I'm sorry, I misread that in your initial post. I thought you wanted to look at the LOS condition only *after* 30,000 wins+losses. That invalidates my point about cucumbers.Uri Blass wrote:1)I compare SPRT(0,6,5%,5%) that the stockfish team use to
p-value 99.9% test when you stop when win+losses>30,000 if you do not achieve this p-value.
The examples you give are obviously completely irrealistic. What does it even mean to test a 10,000 elo patch ? Have you ever seen such a patch ? If so, let me know, and I will gladly put it n DiscoCheck.
SPRT (or any well defined stopping algorithm) is a systematic rule that avoid the biais and arbitrary aspect of early stopping by hand, when you feel that you have enough games (lots of people still do that and are not aware of the effects of early stopping, and just look at the p-value). But it doesn't mean you cannot use your brain either:
* If the results look something like 100-0-0, instead of commiting the patch and screaming hurray, you probably start to look for a problem in your testing framework (all games lost on time or due to buggy adjudication, or segfault or whatever). Fix the bug and rerun.
* If the results look like 0-100-0, you don't just reject the patch and conclude that the idea doesn't work. Instead you look for bugs in the patch. This can only be the result of a serious bug.
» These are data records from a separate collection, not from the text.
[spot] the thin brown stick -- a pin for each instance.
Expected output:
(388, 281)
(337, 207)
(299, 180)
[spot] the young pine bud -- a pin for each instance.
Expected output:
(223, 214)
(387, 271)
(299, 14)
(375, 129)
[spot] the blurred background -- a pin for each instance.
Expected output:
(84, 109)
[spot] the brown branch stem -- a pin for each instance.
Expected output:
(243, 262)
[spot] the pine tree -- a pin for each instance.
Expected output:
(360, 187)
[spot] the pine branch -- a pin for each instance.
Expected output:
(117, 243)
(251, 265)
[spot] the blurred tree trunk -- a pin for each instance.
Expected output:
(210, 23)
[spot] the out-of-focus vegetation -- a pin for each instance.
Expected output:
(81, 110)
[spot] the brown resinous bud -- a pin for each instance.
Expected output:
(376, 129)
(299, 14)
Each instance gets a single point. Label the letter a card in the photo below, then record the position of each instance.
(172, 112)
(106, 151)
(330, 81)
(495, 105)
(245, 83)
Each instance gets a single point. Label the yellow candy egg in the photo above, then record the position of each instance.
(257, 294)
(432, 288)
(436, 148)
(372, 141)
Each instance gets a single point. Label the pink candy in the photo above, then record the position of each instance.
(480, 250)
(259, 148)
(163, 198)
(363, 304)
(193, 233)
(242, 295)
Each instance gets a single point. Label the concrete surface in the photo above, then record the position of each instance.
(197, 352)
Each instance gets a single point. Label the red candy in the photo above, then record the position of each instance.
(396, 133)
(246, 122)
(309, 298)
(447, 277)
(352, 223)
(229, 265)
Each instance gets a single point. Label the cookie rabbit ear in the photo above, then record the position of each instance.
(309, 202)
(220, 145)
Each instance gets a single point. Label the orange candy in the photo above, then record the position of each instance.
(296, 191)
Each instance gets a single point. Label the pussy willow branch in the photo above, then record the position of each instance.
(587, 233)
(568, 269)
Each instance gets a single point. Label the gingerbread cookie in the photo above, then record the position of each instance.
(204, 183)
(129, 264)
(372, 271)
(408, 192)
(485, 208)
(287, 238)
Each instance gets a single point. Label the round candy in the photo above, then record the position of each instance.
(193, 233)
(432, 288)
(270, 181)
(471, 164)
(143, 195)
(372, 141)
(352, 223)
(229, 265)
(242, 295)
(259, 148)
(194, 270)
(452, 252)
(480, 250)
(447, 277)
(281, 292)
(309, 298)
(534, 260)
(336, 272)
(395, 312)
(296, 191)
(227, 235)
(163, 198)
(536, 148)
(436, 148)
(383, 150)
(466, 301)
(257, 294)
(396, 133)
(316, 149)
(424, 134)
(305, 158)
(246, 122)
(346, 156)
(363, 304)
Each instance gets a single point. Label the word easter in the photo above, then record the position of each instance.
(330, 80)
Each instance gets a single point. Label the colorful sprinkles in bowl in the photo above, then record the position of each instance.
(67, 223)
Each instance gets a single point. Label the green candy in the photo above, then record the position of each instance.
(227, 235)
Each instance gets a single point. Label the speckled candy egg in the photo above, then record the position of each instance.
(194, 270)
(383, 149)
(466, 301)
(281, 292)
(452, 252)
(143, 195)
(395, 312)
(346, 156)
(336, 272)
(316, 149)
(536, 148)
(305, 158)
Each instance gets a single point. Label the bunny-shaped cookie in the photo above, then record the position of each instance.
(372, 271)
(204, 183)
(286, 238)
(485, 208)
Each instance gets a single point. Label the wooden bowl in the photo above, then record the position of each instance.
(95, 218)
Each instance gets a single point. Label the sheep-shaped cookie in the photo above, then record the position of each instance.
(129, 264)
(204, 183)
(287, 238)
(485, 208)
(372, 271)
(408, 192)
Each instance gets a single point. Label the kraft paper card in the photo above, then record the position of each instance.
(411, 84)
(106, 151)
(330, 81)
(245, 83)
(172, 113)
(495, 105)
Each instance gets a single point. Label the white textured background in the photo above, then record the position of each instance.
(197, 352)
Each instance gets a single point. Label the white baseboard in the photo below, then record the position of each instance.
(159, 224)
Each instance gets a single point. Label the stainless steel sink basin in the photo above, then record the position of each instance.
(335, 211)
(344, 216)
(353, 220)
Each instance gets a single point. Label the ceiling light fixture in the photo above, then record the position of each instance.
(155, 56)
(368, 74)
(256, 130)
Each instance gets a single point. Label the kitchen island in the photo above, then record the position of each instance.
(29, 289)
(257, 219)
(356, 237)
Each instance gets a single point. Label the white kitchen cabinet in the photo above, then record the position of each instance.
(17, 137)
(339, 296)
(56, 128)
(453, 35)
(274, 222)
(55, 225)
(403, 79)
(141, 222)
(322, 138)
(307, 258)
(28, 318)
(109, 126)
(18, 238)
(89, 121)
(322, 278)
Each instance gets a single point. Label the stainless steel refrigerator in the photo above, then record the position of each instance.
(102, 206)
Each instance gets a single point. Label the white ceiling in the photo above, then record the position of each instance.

In real life, the patches are very close to zero most of the time. Probably the majority is slightly negative, and some are slightly positive. The stockfish testing framework could be used to estimate (based on a large history of teted patches) the distribution of that ELO parameter. The various SPRT used or fixed size, or early stopped by hand, might slightly biais the result, but nothing big. My guess is something like E(elo)=-2 elo and stdev(elo)=3, no more.